The remarkable growth of medical repositories has made it necessary to develop various tools for mining text (Ranjit). One such important mining tool is the selection of relevant features. Selection of features in accessing data is of utmost importance in all fields of scientific studies since datasets have developed into complex structures. Feature selections, therefore, help the users to analyze the data that is stored in online resources (Shoushan).
Among the online medical data bases that uses feature selection are Pubmed and Medline (Imambi & Sudha). These two repositories are growing at a very high rate and handling a lot of data at any one given time. For instance, the classification of documents by Medline has become increasingly complex because of the high dimensionality of feature space (Imambi & Sudha). As such, there is need for these online medical science repositories to select the most appropriate feature selection methods that would help ease their burdens and ensure documents were accessible to people who need them.
Indeed, Imambi and Sudha of the Department of Computer Science in their respective colleges suggested, in experimental studies, recommended that Pubmed adopts the GRW in selecting its features. Further investigations using medical dataset indeed showed that this method was more effective and accurate than the other existing feature weighing methods.
Dissanayake, and Corne seem to share in the same sentiments and believes that, because of the several thousands of features contained in the medical datasets, it is wise to develop tools that can be relied upon to distinguish only relevant features in these datasets. This, they argue, will help improve the speed of machine learning algorithm and the quality of predictive models in these datasets. Recent research has demonstrated the possibility of combining algorithm and classifier (EA/k-NN) in distinguishing the relevant features (Dissanayake & Corne). This combination acts both as a feature selection mechanism and a machine learning method. As such, it yields the most accurate classification of the features making it easier to distinguish the most relevant ones.
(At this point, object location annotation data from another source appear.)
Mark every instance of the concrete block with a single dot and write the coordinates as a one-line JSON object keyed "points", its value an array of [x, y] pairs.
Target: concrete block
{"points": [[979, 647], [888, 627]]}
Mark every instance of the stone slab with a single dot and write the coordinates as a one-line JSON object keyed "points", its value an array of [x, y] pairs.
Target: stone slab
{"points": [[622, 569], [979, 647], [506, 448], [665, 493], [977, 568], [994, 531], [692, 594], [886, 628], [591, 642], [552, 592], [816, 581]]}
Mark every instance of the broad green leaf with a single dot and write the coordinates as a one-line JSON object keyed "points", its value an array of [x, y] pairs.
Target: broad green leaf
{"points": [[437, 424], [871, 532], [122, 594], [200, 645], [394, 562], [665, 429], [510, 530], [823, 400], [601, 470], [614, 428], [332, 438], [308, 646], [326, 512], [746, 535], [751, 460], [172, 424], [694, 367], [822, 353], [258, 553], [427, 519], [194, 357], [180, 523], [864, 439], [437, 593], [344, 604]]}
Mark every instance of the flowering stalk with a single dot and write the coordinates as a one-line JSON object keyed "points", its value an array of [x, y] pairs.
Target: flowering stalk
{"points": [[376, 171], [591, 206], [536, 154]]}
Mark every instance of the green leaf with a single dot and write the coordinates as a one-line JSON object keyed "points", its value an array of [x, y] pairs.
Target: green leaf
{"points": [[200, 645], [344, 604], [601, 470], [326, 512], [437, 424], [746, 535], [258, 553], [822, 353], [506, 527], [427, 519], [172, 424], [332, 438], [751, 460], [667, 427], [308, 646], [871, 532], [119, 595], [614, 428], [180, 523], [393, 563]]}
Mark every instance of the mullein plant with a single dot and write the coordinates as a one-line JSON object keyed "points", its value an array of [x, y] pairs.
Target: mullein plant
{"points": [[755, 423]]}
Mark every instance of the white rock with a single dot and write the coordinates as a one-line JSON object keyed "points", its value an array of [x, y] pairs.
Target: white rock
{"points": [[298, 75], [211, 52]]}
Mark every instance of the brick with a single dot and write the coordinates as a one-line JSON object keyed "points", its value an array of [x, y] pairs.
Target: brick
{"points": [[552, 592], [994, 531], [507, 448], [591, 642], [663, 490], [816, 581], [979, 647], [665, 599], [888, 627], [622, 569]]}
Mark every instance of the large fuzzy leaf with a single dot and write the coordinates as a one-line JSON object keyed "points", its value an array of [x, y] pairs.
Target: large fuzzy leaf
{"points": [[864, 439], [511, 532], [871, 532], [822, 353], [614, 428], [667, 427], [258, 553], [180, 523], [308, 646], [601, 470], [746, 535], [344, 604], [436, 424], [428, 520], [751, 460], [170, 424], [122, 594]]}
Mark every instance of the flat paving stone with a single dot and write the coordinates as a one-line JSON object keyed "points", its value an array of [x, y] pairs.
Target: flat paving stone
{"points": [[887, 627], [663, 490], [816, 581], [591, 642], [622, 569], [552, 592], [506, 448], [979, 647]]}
On the other hand, a newer feature selection method for the medical repositories called Kernel F-Score Feature Selection (KFFS) was proposed by Kemal andSalih in 2009. This method, according to the authors, is effective at the pre-processing phase of text mining, to classify medical datasets. This method, however, acts in two phases. The first phase involves the transformation of the features into Kernel space, by use of a Linear or Basic Radial Function (BRF) of the Kernel. This causes the dimensions of the medical datasets to heighten to higher feature space (Kemal & Salih). The second phase of this method is characterized by the calculation of the F-score values of the high dimensional feature space, by use of an F-score value formula and establishing the mean value. Therefore, if any feature in the medical dataset has an F-score value bigger than the mean value, the feature is rendered relevant and is, therefore, selected (Kemal & Salih). If otherwise, the feature is removed from the high dimensional input feature space. This ensures that no redundant features are left in place for further consideration, thereby making the selection process and effective one (Kemal & Salih). Perhaps the most unique aspect of the KFFS, which is lacking with the other methods, is the transformation of non-linearly separable medical dataset to a linearly separable feature space, making it an easier variable to work with (Kemal & Salih).
Of the feature selection methods mentioned above, all of them are probably vital and effective in their own capacities. For instance, the GRW used by Pubmed has been described as the most effective ad accurate medical dataset feature selection method that exists. However, it is not as quantitative and justified like the KFFS method is. The quantitative nature of KFFS method makes it accurate and justifiable in the selection of relevant features in medical datasets (Ronen & James). I, therefore, think that it is the most appropriate feature selection method to be used in medical datasets.